$inputText = @"
reaction_other
[OBJECT:REACTION]
[REACTION:TAN_A_HIDE]
[NAME:tan a hide]
[BUILDING:TANNER:CUSTOM_T] ## Some comment here
[REAGENT:A:1:NONE:NONE:NONE:NONE] # Here [USE_BODY_COMPONENT] ## Inline comment [UNROTTEN]
[HAS_MATERIAL_REACTION_PRODUCT:TAN_MAT]
"@
$outputText = $inputText -replace '(?m)^\s*','' `
-replace '(\[.+?\][^\[\r\n]*)(?=\[)' , "`$1`r`n"
How This Works
It's still being done in 2 -replaces.
Replace 1:
The first -replace removes all of the leading whitespace:
(?m) is the inline regex mode specifier where m stands for "multiline" and it effectively makes ^ and $ match the beginning and end of each line rather than the beginning and end of the whole string.
^ is therefore matching the beginning of each line.
\s is a character class that stands for most whitespace, including spaces and tabs.
* means zero or more.
So effectively this says:
Replace all whitespace at the beginning of each line with an empty string (effectively removing it).
Replace 2:
We start by opening a capturing group with (.
Next we match a literal left bracket with \[, followed by 1 or more of any character (non-greedy), followed by a literal right bracket \].
Still in our capturing group, we start a character class by using [ (not escaped), and in this context ^ means NOT, so whatever we put inside the class must not be present.
Inside the character class, we use a literal left bracket \[, a CR \r and a LF \n, then close the class ]. We use * to indicate that we want 0 or more of that class.

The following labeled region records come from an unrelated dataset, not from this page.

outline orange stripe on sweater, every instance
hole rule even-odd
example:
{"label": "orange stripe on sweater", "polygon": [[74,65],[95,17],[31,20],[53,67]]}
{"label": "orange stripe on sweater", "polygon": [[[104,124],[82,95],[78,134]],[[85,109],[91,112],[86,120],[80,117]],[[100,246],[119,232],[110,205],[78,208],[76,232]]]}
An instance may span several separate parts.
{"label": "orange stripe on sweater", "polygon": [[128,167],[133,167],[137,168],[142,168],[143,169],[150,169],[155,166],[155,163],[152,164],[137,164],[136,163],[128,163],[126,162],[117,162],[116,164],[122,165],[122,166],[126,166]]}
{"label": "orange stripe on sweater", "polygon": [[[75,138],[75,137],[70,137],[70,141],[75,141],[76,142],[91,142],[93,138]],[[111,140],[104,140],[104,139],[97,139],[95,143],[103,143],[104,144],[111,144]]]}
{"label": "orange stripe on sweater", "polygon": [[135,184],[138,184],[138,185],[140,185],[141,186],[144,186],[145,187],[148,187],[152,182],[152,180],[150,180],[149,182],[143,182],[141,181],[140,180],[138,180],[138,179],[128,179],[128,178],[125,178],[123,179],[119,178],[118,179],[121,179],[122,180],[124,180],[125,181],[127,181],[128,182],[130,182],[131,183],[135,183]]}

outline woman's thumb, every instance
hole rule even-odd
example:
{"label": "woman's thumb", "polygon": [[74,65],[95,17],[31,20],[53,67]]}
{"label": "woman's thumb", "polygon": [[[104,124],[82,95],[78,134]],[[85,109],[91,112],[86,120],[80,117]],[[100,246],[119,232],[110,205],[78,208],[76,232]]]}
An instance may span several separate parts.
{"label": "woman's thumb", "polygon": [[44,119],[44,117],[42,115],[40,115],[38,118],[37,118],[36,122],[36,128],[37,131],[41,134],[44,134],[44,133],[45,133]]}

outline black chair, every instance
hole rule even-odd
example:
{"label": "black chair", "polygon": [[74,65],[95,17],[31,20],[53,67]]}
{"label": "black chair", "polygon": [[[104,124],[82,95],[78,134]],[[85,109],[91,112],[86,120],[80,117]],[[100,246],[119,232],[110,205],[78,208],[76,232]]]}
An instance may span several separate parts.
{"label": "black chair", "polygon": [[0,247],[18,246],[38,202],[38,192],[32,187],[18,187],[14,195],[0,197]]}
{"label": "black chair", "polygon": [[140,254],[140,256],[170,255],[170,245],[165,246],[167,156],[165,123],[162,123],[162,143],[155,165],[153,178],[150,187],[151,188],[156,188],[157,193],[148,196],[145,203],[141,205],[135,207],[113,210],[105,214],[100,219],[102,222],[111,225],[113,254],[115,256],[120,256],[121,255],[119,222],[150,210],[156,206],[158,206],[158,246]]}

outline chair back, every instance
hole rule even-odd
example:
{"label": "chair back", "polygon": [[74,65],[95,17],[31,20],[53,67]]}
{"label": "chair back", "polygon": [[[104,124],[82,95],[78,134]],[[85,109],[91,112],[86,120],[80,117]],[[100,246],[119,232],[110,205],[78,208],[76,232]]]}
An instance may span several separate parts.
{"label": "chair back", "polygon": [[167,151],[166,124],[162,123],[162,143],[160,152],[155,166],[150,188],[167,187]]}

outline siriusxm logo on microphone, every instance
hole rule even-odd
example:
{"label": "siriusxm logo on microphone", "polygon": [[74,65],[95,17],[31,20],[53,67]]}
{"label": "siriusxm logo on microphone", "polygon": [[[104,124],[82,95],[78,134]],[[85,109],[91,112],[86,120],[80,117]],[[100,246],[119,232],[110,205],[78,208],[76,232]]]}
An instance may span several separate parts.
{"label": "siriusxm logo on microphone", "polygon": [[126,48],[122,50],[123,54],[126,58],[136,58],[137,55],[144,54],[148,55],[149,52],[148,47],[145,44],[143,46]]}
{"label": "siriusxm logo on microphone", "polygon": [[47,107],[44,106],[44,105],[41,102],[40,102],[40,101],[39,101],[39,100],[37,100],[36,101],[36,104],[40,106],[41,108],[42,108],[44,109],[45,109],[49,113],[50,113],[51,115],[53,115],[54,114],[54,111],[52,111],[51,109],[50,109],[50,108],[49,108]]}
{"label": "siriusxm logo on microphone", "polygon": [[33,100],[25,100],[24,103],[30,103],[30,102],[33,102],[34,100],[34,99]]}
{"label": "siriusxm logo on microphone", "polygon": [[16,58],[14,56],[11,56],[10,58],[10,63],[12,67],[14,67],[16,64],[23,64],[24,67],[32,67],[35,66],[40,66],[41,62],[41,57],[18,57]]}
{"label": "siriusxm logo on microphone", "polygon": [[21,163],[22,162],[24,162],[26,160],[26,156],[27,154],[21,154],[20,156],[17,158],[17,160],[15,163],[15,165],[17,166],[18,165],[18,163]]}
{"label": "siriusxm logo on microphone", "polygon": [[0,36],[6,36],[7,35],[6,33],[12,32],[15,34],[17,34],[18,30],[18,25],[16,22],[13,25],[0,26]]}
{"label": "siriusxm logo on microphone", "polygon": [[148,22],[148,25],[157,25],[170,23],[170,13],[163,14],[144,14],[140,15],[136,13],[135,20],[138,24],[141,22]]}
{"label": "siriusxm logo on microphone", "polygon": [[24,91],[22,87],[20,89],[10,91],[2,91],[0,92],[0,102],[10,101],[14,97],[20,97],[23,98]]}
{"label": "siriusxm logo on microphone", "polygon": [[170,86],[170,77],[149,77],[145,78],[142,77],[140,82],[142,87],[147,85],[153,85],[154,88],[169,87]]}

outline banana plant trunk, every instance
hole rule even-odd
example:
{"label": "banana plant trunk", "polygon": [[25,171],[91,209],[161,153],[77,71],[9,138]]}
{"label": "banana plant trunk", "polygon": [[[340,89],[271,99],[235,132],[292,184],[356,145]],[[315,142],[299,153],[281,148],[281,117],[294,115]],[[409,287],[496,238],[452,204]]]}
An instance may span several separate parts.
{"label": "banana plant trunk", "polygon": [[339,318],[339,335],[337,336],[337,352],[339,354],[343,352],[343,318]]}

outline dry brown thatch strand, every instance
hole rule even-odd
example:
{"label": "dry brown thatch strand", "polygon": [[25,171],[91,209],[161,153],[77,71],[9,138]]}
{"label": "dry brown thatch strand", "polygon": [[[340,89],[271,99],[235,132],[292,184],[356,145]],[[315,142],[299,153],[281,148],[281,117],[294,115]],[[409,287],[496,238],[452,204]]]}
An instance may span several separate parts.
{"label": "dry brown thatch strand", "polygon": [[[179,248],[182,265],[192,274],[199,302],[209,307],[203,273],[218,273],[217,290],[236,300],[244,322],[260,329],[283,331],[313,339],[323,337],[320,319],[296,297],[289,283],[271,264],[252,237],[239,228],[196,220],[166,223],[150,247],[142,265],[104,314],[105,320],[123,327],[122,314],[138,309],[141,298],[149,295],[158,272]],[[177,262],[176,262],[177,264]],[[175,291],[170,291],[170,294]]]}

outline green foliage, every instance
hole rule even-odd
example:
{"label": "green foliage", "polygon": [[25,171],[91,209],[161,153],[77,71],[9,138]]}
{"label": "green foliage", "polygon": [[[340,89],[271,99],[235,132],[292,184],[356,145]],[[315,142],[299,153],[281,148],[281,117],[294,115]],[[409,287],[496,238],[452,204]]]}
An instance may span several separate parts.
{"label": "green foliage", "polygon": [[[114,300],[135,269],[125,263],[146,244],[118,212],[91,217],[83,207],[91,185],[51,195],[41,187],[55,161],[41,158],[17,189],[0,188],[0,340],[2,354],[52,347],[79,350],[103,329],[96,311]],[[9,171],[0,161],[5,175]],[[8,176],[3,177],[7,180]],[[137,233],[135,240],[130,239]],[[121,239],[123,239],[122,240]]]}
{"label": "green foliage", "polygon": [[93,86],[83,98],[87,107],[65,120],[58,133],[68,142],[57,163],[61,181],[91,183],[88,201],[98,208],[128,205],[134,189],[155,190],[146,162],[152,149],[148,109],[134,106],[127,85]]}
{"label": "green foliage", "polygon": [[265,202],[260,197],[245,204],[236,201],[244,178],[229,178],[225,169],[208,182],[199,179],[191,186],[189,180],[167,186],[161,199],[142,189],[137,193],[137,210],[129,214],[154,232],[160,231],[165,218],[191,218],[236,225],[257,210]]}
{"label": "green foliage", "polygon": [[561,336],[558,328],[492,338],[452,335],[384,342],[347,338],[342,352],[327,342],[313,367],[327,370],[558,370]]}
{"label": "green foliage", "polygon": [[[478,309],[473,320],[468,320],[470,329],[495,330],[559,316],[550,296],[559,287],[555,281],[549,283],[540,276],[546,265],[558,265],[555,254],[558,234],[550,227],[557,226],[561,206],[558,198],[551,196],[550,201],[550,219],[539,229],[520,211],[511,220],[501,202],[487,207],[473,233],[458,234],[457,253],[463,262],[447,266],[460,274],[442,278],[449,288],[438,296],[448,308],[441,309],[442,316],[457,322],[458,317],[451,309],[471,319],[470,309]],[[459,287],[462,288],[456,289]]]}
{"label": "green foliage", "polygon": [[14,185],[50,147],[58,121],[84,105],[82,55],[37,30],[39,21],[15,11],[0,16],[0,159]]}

The capturing group is now closed.
This next part is a positive lookahead. It looks to see if there is a particular match coming up, but the critical part here is that it does not consume those characters, therefore they are not part of the match, therefore they will not be replaced.
The replacement string is the value of the first capture group, followed by CRLF. Note the double quoted string. This requires us to escape the $ using backtick, so that powershell doesn't interpret $1 as a powershell variable. Instead a literal $1 string will be sent to the regex engine, where it will interpret as a backreference.
So this replace is basically saying:
Find a string inside of square brackets
- optionally followed by any amount of text that is not a [ or a line ending. But, only count it as a match if there is a [ directly following the matched string. If all conditions are met, replace that string with itself followed by CRLF.